The content listed below is comprehensive but is still a guide only. The exact course content could be adjusted according to the experience and concerns of the group and availability of guest writers. The detail of the course is at the discretion of the course director and Faber Writing Academy at Allen & Unwin.
8 x Thursday evening sessions (6.30pm – 8.30pm)
Session 1: Thursday 22 April – SPARKS
What do you want to write and why do you want to write it? What issues or themes will drive your story? This week we’ll get to know each other, set some writing goals and explore the connections between our fiction and out real world ‘secret’ knowledge.
Session 2: Thursday 29 April – REGULAR GUYS AND MANIC PIXIE DREAMGIRLS
This week we’ll be taking a deep dive into character and point of view.
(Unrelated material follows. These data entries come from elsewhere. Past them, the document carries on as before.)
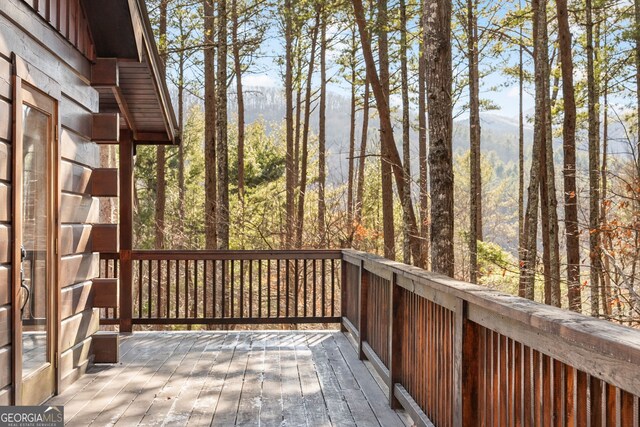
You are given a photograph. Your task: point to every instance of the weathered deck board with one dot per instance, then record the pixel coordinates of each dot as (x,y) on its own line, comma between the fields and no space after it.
(231,378)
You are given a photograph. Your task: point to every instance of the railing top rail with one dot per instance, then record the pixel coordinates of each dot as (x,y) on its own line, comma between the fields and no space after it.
(236,254)
(569,330)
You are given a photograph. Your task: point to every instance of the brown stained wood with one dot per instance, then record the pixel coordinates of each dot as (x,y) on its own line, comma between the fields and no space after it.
(75,239)
(5,244)
(126,231)
(363,291)
(5,79)
(78,268)
(6,396)
(74,178)
(105,128)
(76,209)
(106,347)
(5,284)
(78,327)
(471,370)
(105,238)
(5,161)
(105,73)
(79,149)
(75,299)
(558,393)
(5,120)
(5,202)
(596,401)
(5,366)
(5,325)
(105,293)
(75,357)
(104,182)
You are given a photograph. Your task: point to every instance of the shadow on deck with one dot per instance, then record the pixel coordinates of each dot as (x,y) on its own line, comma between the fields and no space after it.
(271,378)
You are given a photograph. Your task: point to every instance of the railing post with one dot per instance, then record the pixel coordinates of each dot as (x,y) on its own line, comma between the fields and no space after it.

Who is our main character, and who supports them or thwarts them? What are their fears, loves, habits, beliefs, and secrets? How can we give them agency, and why is it important?
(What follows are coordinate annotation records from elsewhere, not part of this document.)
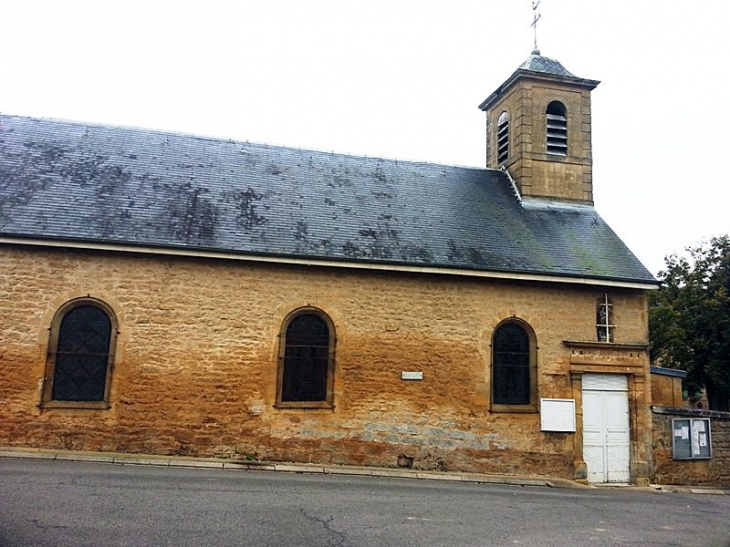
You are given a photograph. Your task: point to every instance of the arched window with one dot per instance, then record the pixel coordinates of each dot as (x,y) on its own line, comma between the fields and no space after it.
(604,319)
(514,379)
(557,129)
(502,138)
(306,360)
(81,353)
Session 3: Thursday 6 May – YA IN THE WORLD
GUEST BEC KAVANAGH
This week Bec Kavanagh gets into the nitty gritty of contemporary Australian YA and coming of age narratives. We look at trends, tropes, audience, rules (are there rules?) and rulebreakers. We look the need for diversity and Own Voices in YA and consider ethical ways to write the other.
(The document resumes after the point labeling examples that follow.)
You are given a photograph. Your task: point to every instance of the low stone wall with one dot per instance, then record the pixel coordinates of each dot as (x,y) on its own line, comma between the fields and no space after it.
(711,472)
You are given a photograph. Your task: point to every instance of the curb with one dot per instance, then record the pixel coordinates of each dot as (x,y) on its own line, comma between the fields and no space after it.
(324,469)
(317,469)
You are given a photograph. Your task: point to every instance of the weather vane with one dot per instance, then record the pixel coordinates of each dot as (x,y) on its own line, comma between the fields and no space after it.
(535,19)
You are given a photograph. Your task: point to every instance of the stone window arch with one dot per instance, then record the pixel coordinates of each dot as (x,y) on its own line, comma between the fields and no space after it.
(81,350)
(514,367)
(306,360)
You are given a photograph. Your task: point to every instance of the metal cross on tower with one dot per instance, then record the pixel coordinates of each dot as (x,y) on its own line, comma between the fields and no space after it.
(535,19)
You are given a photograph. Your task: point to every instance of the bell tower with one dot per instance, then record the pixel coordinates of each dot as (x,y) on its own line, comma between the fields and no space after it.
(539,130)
Session 4: Thursday 13 May – PLACE AND SPACE
This week we look at setting – where in space and time is your story set? How will place inform narrative? How can place help us map our narratives and generate plot?
COURSE BREAK
Session 5: Thursday 27 May – GENRE
What are the possibilities of genre. Is genre a safe place? Can it be too safe? Often with genre we are writing outside our experience – so how can we write what we don’t know with authority? This week we’ll look at some of the practicalities involved in writing a novel including research and organisation – and we’ll use genre expectations to help build plot.
Session 6: Thursday 3 June – WORLD-MAKING
GUEST PENNI RUSSON
Whether you’re writing contemporary realism or historical fiction, you need to spend some time to understand the limits and possibilities of your characters’ inner and outer worlds. In adolescence all worlds pulse with both enchantment and risk. Penni will provoke you to think about you bring ‘insides’ into contact with ‘outsides’ in YA world-building.
Session 7: Thursday 10 June – ONE PERFECT SCENE
What are the elements of a perfect scene? What is the point of a scene? Are some more important than others? How do we get from scene to scene without copious unnecessary stage directions? We will look at form and white space (as Max Porter says, “all that white space is space for you to be in.”) and we’ll experiment with writing scenes and less conventional ways to tell a story.
Session 8: Thursday 17 June – REVISION/EDITING
This final session will feature an Allen & Unwin Senior Editor who will talk to you about the editing process in the book industry, with a special focus on YA. Following the completion of this course you are invited to submit 3000 words to be given two rounds of professional copy-editing, to give you an active perspective into how editing works, while improving a piece of your writing at the highest editorial standard.